El duelo entre italianos y austríacos está asimismo por resolverse. El General Diaz obedece la insistencia de su gobierno que necesita de una victoria en el frente alpino para poder negociar. Los italianos derrotan a Austria-Hungría en Vittorio Veneto. Este hecho marcó el descalabro del ejército imperial, y la monarquía de los Habsburgo se hunde, incapaz de oponer nada al avance aliado por los Balcanes (3 de noviembre).

El Reich está en una situación desesperada: se ha quedado sin aliados, su población civil sufre draconianas restricciones, su ejército está al límite, sin reservas y desmoralizado. Ludendorff y Hindenburg son partidarios de la capitulación inmediata, pues creen que el frente se derrumbará en cualquier momento. En efecto, tropas estadounidenses de repuesto no paran de desembarcar e incluso Italia se prepara para enviar un contingente a Francia. El 8 de agosto un ataque aliado cerca de Amiens tiene éxito y rompe el frente germano: los aliados penetran en Bélgica. El Alto Mando pide al brazo político iniciar inmediatamente negociaciones de paz. Cunde la convicción de que la guerra está perdida. Wilson proclama que EE. UU. sólo negociará con un gobierno alemán democrático. Los Hohenzollern tienen los días contados. Tras una revolución obrera en Berlín, el Kaiser huye a Holanda; el gobierno de la nueva República alemana firma el armisticio de Rethondes el 11 de noviembre de 1918. La guerra ha terminado con la victoria de los Aliados.

Tratado de paz

Tras el conflicto, se firmaron varios tratados de paz por separado entre cada uno de los vencidos y todos los vencedores, con excepción de Rusia, que había abandonado la guerra en 1917. Al conjunto de estos tratados se le conoce como La Paz de París (1919-1920).

Versalles: Firmado el 28 de junio de 1919 entre los aliados y Alemania. El imperio fue cortado en dos por el Corredor polaco, desmilitarizado, confiscadas sus colonias, supervisado, condenado a pagar enormes compensaciones y tratado como responsable del conflicto. Este tratado produjo gran amargura entre los alemanes y fue la semilla inicial para el próximo conflicto mundial.

Saint-Germain-en-Laye: Firmado el 10 de septiembre de 1919 entre los aliados y Austria. En este tratado se establecía el desmembramiento de la antigua monarquía de los Habsburgo, el Imperio Austrohúngaro, y Austria quedó limitada a algunas zonas en las que se hablaba solamente el alemán.
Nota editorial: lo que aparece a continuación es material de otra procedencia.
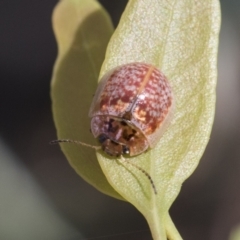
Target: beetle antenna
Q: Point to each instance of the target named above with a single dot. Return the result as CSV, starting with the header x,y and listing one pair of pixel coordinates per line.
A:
x,y
75,142
143,171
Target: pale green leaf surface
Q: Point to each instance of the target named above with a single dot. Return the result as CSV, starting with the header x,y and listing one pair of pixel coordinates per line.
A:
x,y
181,38
82,29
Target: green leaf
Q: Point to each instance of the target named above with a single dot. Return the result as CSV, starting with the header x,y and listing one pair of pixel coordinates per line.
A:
x,y
179,37
82,29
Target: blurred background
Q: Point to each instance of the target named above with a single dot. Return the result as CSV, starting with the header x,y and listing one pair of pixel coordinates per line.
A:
x,y
41,197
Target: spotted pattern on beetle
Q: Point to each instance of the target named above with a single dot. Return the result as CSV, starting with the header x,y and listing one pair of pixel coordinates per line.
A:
x,y
131,109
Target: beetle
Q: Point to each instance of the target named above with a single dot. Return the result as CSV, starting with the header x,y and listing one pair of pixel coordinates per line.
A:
x,y
130,111
132,107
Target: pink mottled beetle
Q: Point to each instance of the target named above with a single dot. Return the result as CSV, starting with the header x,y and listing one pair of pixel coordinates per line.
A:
x,y
131,109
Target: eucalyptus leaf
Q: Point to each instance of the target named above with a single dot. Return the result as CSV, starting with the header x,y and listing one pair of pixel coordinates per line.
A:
x,y
181,39
82,29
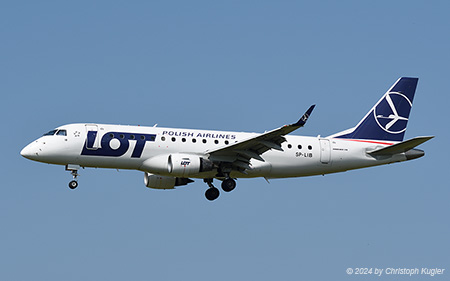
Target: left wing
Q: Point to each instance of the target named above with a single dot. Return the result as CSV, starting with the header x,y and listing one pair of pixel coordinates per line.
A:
x,y
240,153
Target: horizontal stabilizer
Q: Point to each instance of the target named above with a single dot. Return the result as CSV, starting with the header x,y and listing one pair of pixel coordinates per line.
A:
x,y
400,147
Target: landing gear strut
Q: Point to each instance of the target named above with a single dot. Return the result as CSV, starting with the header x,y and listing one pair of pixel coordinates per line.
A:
x,y
212,193
228,184
74,172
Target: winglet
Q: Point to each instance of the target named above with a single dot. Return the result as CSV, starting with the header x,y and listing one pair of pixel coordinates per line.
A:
x,y
301,122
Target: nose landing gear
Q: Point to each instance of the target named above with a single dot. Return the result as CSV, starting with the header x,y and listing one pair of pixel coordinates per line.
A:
x,y
74,172
212,193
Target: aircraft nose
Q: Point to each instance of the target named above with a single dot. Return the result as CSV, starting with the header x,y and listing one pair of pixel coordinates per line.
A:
x,y
29,151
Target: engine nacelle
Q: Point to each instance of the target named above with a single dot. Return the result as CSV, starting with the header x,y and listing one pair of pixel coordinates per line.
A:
x,y
159,182
177,165
164,182
184,165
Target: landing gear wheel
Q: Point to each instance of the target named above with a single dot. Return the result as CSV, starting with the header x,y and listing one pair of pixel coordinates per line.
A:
x,y
212,193
73,184
228,185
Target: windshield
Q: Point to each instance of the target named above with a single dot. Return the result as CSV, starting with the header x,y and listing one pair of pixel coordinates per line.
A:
x,y
56,132
51,133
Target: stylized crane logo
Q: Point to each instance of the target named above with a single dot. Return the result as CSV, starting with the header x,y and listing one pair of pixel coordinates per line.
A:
x,y
388,115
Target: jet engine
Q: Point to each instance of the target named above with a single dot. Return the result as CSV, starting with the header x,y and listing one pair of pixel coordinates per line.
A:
x,y
177,165
164,182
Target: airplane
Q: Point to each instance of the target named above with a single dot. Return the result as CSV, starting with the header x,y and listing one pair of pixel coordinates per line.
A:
x,y
172,157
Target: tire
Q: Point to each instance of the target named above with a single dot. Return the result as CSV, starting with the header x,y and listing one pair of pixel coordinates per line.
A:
x,y
212,193
73,184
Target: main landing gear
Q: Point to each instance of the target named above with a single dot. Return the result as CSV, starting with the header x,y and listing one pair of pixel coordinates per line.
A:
x,y
212,193
74,172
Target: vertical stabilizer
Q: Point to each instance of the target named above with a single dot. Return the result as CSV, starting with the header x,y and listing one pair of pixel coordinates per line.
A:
x,y
388,119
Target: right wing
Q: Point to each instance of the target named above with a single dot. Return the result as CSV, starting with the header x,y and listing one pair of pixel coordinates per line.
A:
x,y
240,153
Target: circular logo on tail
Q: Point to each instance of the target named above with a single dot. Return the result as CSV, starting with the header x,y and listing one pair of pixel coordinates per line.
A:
x,y
392,112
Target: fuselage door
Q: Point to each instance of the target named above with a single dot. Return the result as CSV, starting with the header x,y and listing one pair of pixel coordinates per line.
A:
x,y
92,140
325,151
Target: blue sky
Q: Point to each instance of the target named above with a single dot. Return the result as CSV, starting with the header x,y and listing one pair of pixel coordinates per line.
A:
x,y
232,65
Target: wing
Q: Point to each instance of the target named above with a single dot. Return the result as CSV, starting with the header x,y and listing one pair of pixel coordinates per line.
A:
x,y
240,153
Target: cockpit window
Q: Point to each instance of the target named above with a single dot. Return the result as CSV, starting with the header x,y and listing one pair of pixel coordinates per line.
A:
x,y
62,133
51,133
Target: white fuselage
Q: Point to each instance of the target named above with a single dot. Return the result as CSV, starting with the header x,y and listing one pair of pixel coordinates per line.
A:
x,y
128,147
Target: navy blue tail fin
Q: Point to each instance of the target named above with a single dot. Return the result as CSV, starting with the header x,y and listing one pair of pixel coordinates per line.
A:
x,y
387,120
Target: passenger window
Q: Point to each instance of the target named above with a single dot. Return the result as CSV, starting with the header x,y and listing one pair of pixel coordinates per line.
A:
x,y
62,133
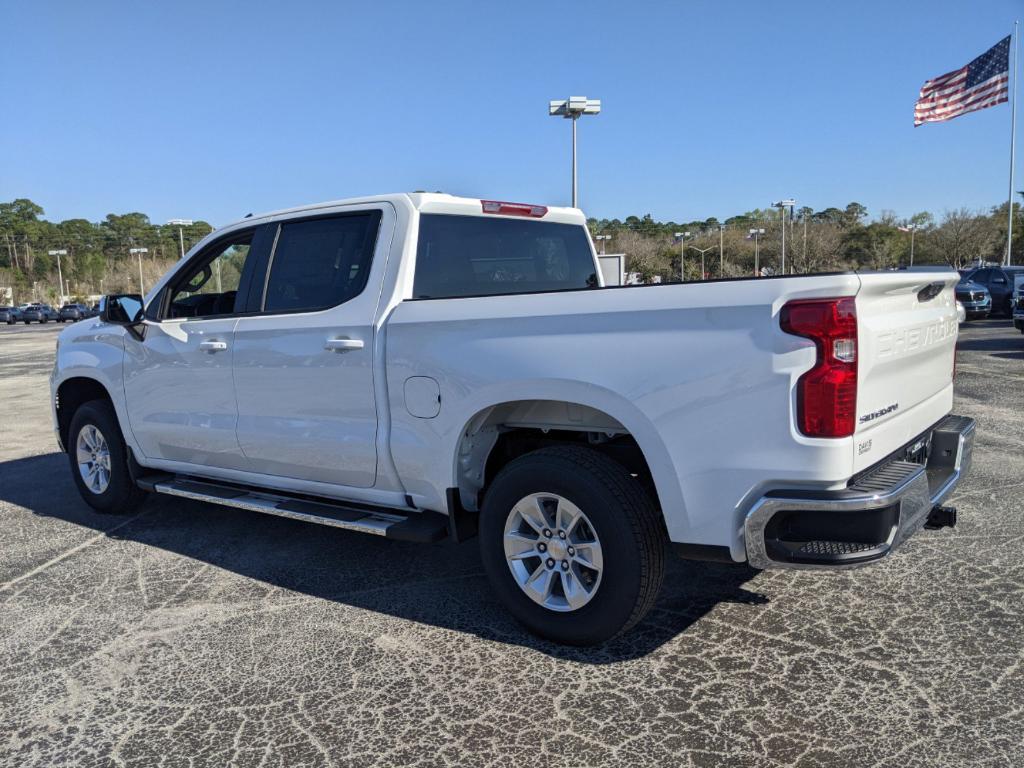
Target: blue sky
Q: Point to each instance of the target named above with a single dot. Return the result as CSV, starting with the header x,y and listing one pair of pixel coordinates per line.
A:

Sèvres: Firmado el 10 de agosto de 1920 entre el Imperio Otomano y los aliados (a excepción de Rusia y Estados Unidos). El Tratado dejaba a los otomanos sin la mayor parte de sus antiguas posesiones, limitándolo a Constantinopla y parte de Asia Menor.

Trianon: Acuerdo impuesto a Hungría el 4 de junio de 1920 por los aliados, en el que se dictaminó la entrega de territorios a Checoslovaquia, Rumania y Yugoslavia.

Neuilly: El Tratado de Neuilly-sur-Seine fue firmado el 27 de noviembre de 1919 en Neuilly-sur-Seine (Francia) entre Bulgaria y las potencias vencedoras. De acuerdo con lo estipulado en el tratado, Bulgaria reconocía el nuevo Reino de Yugoslavia, pagaba 400 millones de dólares en concepto de indemnización y reducía su ejército a 20.000 efectivos. Además, perdía una franja de terreno occidental en favor de Yugoslavia y cedía Tracia occidental a Grecia, por lo que quedaba sin acceso al Mar Egeo.